ITUC General Secretary Sharan Burrow said: “We know that workers are on the front line of multiple and extraordinary crises: historic levels of inequality, the climate emergency, a pandemic destroying lives and livelihoods, and conflicts with devastating domestic and global impacts.

“The 2022 ITUC Global Rights Index exposes how this instability is being exploited with so many governments and employers attacking workers’ rights.

“We must expose the wrongdoing to make governments realise they have to rebuild with a new social contract: jobs, wages, rights, social protection, equality and inclusion.”

  • The ten worst countries for working people are Bangladesh, Belarus, Brazil, Colombia, Egypt, Myanmar, the Philippines and Turkey, with Eswatini and Guatemala entering the list for 2022.
  • Country ratings improved for El Salvador, Niger and Saudi Arabia, but worsened for Armenia, Afghanistan, Australia, Burkina Faso, Guinea, Jamaica, Lesotho, the Netherlands, Tunisia and Uruguay.
  • Trade unionists were killed in thirteen countries, 41% of countries denied or constrained freedom of speech and assembly, workers experienced arbitrary arrests and detentions in 69 countries, and 66% of countries denied or restricted workers access to justice, including a rise from 76% to 95% of countries in Africa.

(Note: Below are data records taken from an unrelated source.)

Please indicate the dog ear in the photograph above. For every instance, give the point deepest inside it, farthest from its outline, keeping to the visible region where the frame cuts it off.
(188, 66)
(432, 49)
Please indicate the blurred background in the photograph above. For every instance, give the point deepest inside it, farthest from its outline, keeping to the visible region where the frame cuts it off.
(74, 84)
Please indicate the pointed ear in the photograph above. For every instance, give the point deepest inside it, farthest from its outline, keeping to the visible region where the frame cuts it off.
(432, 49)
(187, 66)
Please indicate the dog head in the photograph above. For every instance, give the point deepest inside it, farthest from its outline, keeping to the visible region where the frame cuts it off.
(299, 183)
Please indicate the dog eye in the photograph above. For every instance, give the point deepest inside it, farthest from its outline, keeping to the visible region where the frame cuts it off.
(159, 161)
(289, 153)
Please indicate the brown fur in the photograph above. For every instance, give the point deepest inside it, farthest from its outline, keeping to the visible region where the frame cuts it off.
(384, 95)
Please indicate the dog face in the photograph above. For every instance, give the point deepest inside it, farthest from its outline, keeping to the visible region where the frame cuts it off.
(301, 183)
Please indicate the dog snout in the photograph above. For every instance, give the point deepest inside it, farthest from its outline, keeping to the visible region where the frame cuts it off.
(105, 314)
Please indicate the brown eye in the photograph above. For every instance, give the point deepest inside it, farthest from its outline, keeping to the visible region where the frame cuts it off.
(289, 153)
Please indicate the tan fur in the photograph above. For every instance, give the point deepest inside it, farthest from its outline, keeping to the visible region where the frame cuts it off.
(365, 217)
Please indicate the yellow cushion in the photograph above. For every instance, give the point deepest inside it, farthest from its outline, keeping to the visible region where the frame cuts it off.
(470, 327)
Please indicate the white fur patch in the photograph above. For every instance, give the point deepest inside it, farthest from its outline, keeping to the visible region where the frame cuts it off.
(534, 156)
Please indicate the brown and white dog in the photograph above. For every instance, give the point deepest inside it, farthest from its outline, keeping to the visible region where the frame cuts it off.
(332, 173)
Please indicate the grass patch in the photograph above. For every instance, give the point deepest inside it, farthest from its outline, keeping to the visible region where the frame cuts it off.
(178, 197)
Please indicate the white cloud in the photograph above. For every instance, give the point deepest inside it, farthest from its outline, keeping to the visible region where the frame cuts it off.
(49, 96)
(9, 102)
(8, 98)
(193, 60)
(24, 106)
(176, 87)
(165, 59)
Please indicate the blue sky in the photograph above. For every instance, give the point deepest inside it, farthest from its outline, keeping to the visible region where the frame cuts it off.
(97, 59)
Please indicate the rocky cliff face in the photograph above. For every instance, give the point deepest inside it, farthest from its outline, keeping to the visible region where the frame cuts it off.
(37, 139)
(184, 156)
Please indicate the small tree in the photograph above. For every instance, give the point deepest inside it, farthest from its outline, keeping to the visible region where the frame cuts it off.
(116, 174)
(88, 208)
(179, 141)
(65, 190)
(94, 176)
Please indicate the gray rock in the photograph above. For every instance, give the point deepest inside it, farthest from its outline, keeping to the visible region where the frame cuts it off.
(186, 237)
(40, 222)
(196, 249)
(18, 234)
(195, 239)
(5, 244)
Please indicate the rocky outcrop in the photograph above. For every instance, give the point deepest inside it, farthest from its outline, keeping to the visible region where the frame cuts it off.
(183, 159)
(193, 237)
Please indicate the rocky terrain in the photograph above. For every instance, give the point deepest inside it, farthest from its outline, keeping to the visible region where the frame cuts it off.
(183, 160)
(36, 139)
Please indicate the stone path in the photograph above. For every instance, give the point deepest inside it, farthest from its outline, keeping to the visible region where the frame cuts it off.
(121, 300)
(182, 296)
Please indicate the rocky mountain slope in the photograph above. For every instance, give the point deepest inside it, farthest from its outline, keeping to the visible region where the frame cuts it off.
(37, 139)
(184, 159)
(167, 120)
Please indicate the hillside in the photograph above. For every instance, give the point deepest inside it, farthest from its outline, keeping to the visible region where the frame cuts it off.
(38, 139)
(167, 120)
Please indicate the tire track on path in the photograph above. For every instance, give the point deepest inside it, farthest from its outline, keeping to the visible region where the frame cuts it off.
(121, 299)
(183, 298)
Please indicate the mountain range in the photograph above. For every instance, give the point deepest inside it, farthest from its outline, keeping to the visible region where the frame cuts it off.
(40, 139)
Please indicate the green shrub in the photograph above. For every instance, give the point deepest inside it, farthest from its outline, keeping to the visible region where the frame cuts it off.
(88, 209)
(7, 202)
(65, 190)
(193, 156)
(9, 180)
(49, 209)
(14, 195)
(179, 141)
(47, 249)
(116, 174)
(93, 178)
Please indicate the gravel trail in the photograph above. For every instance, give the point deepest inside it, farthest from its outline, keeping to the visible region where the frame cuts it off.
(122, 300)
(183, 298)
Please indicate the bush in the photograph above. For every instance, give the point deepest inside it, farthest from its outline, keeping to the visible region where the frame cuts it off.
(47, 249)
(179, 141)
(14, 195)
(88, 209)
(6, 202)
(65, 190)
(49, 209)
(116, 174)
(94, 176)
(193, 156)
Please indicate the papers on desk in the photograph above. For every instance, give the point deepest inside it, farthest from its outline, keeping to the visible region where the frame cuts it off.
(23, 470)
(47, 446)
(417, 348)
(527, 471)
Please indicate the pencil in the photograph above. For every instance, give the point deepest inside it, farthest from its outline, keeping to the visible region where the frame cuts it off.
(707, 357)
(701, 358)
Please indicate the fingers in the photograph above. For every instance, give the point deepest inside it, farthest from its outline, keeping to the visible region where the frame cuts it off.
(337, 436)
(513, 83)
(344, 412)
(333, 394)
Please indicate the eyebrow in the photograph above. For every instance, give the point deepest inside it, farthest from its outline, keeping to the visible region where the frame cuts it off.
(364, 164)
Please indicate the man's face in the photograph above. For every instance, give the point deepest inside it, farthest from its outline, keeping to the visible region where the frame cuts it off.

“The world needs a new social contract to start to undo this damage. Fundamentally, this will put working people back at the centre of the economy.

“Working people are the first to suffer the consequences of wars, authoritarian governments, exploitative employers and inaction on climate. Their interests must be put first in the decisions to tackle these crises, and they must have a voice in the decision-making through their unions.

“Where there is abusive monopoly power or violations of human and labour rights or a struggle for peace and democracy, unions of working people are there to win justice, rights and representation. And without unions, there will be no just transition in the face of climate change and technological change.

“The 2022 Index is more evidence that the status quo cannot continue. The economic model has supported a race to the bottom that disregards human rights and environmental standards. The nine years of data from the Index show that this is spreading.

“Workers and consumers demand better. They demand jobs, wages, rights, social protection, equality and inclusion. They demand a new social contract that can start to rebuild trust and lives.”